Nem toda verdade precisa ser dita de qualquer maneira
Existe uma justificativa comum:
“Eu gosto das coisas certas. Eu só estou falando a verdade.”
Mas a verdade não nos dá licença para ferir pessoas.
Efésios 4:15 fala de seguir a verdade em amor. A verdade sem amor pode se tornar insuportável, e um amor que abandona a verdade também fica incompleto.
Jesus é o nosso modelo. João 1:14 apresenta nele graça e verdade.
Então não preciso escolher entre ser verdadeiro e ser amoroso. Posso falar a verdade sem humilhar ninguém.
Firmeza não é agressividade
Também precisamos aprender a diferença entre autoridade e agressividade.
- Ser firme não significa ser grosseiro.
- Ter convicção não significa tratar mal.
Jesus foi firme quando precisou, mas também disse:
“Aprendei de mim, que sou manso e humilde de coração.”
Mateus 11:29 | ARC
Mansidão não é fraqueza. É força sob controle.
Posso defender aquilo em que creio sem transformar toda conversa em guerra.
A ira muitas vezes esconde outra coisa
Uma explosão pode parecer apenas irritação, mas às vezes existe orgulho escondido ali.
A pessoa pensa: “Como alguém teve coragem de falar comigo dessa maneira?” E a reação vem imediatamente.
Só que o check-up espiritual precisa ir além daquilo que aparece na superfície. Preciso descobrir de onde está vindo aquela reação.
- É justiça ou é orgulho?
- É firmeza ou é vontade de vencer?
- É zelo ou é um temperamento que nunca permiti que Deus tratasse?

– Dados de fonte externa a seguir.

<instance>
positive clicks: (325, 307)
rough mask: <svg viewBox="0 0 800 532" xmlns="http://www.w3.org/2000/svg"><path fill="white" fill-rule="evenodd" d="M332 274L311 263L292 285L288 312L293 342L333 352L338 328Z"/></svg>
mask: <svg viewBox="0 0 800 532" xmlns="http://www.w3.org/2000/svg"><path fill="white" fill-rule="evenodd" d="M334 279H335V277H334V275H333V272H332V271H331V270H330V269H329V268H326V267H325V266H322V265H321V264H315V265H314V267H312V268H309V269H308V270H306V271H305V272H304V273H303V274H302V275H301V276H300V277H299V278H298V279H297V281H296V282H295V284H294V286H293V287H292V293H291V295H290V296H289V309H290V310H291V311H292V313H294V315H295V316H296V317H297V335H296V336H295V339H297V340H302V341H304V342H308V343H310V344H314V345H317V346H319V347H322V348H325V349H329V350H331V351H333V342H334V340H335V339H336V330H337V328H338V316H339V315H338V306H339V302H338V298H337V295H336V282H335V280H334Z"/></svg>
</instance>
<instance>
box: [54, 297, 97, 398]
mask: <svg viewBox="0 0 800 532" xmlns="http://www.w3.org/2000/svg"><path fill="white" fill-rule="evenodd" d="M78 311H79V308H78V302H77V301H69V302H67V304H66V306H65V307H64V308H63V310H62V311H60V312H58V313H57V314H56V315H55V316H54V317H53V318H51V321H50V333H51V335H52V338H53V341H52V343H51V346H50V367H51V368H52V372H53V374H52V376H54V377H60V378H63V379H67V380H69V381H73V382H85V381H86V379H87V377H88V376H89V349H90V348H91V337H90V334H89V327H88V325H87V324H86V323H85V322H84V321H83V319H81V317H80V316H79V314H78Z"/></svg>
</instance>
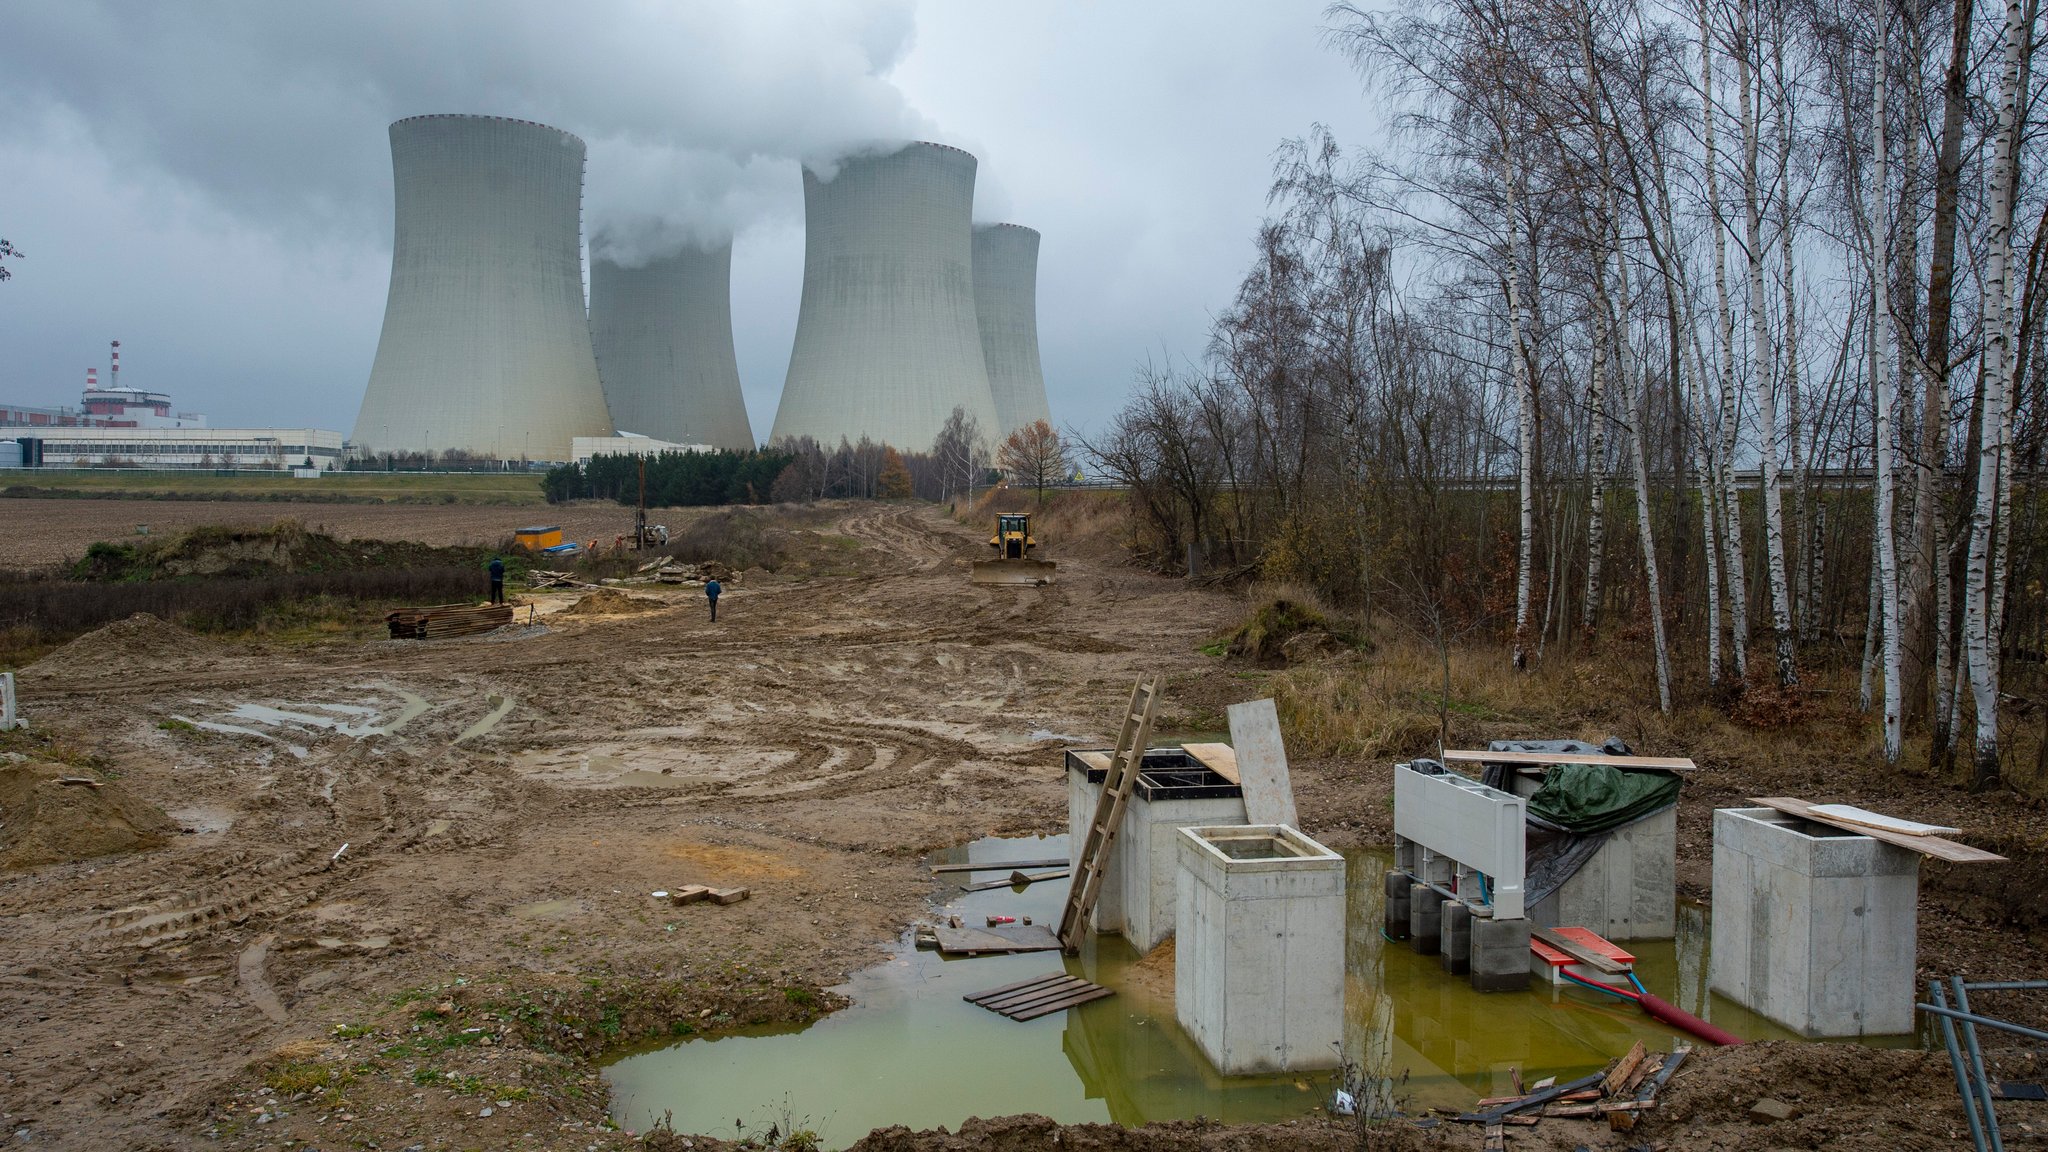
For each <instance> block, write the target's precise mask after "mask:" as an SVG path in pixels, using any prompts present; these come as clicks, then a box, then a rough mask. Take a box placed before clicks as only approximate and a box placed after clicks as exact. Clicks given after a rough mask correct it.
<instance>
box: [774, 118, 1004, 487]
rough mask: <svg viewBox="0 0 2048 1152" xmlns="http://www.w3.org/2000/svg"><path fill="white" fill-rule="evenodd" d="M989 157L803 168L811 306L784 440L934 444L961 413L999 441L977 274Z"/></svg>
mask: <svg viewBox="0 0 2048 1152" xmlns="http://www.w3.org/2000/svg"><path fill="white" fill-rule="evenodd" d="M973 207H975V158H973V156H969V154H967V152H961V150H958V148H946V146H942V143H911V146H907V148H903V150H899V152H891V154H887V156H858V158H848V160H844V162H842V164H840V172H838V174H836V176H834V178H829V180H827V178H821V176H819V174H817V172H813V170H809V168H805V172H803V219H805V242H803V303H801V305H799V310H797V344H795V348H791V357H788V377H786V379H784V383H782V404H780V408H778V410H776V416H774V439H782V437H815V439H817V441H819V443H831V445H838V443H840V437H846V439H852V441H858V439H860V437H862V435H864V437H870V439H874V441H881V443H887V445H895V447H899V449H903V451H928V449H930V447H932V439H934V437H938V430H940V428H942V426H944V424H946V416H950V414H952V410H954V408H965V410H967V414H969V416H973V418H975V420H977V422H979V424H981V433H983V437H985V439H989V441H993V439H995V437H997V418H995V400H993V396H991V394H989V371H987V365H985V363H983V359H981V330H979V326H977V324H975V273H973V258H975V256H973V250H975V242H973Z"/></svg>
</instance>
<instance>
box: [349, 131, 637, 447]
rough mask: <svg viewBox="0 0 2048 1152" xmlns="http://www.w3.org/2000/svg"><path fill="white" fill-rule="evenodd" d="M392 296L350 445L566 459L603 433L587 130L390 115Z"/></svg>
mask: <svg viewBox="0 0 2048 1152" xmlns="http://www.w3.org/2000/svg"><path fill="white" fill-rule="evenodd" d="M391 182H393V207H395V225H393V234H391V295H389V297H387V301H385V322H383V334H381V336H379V340H377V361H375V363H373V365H371V383H369V389H367V392H365V396H362V410H360V412H358V414H356V428H354V437H352V441H354V445H356V447H358V451H371V453H377V451H428V453H438V451H444V449H461V451H469V453H475V455H483V457H492V459H543V461H565V459H569V441H571V439H573V437H606V435H610V433H612V422H610V416H608V414H606V408H604V389H602V385H600V383H598V361H596V357H594V355H592V351H590V322H588V318H586V312H584V275H582V273H584V264H582V195H584V141H582V139H578V137H573V135H569V133H565V131H561V129H553V127H547V125H539V123H530V121H516V119H506V117H477V115H430V117H410V119H401V121H397V123H393V125H391Z"/></svg>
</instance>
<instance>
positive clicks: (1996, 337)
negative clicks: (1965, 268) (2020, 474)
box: [1964, 0, 2028, 789]
mask: <svg viewBox="0 0 2048 1152" xmlns="http://www.w3.org/2000/svg"><path fill="white" fill-rule="evenodd" d="M2025 31H2028V29H2025V4H2023V0H2007V4H2005V31H2003V47H2005V64H2003V70H2001V76H1999V127H1997V135H1995V139H1993V158H1991V213H1989V225H1987V230H1985V248H1987V258H1985V303H1982V316H1985V359H1982V365H1985V383H1982V394H1985V402H1982V433H1980V437H1978V449H1976V502H1974V508H1972V512H1970V564H1968V576H1966V584H1964V613H1966V619H1964V642H1966V644H1964V648H1966V654H1968V666H1970V693H1972V697H1974V701H1976V754H1974V771H1972V777H1970V779H1972V787H1976V789H1987V787H1991V785H1993V783H1995V781H1997V779H1999V650H1997V642H1999V627H1997V621H1995V619H1993V607H1995V586H1997V572H1995V558H1997V553H1999V549H1997V543H1995V539H1993V535H1995V527H1997V525H1995V521H1997V515H1999V492H2001V486H2003V478H2001V476H1999V471H2001V465H2003V463H2005V443H2003V441H2005V424H2007V418H2005V404H2007V396H2005V389H2007V383H2009V381H2011V375H2013V367H2011V342H2013V332H2011V328H2013V326H2011V305H2013V303H2011V258H2013V184H2015V180H2017V164H2015V154H2017V137H2019V57H2021V53H2023V41H2025V39H2028V37H2025Z"/></svg>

O exame precisa ser sincero.
O cristão não precisa vencer todas as discussões
A melhor vitória nem sempre é ter a última palavra.
Às vezes, vencer é conseguir responder com amor quando poderíamos responder com agressividade. É ter graça mesmo estando com a razão.
Com a ajuda do Espírito Santo, nosso temperamento pode ser trabalhado. Aquilo que antes produzia explosões pode ser canalizado para algo bom.
Em vez de produtores de conflitos, podemos nos tornar pacificadores.
E um pacificador não é alguém que nunca enfrenta problemas. É alguém que consegue transformar conflitos em oportunidades de amadurecimento e crescimento.
O check-up espiritual precisa chegar também à nossa maneira de tratar as pessoas.
- Se existe agressividade, precisamos reconhecer.
- Se a nossa língua tem machucado, precisamos permitir que Deus coloque uma guarda nos nossos lábios.
- Se estamos sempre tentando vencer o outro, talvez seja hora de vencer primeiro a nós mesmos.
A resposta branda desvia o furor. E dominar o próprio espírito é uma vitória maior do que conquistar uma cidade.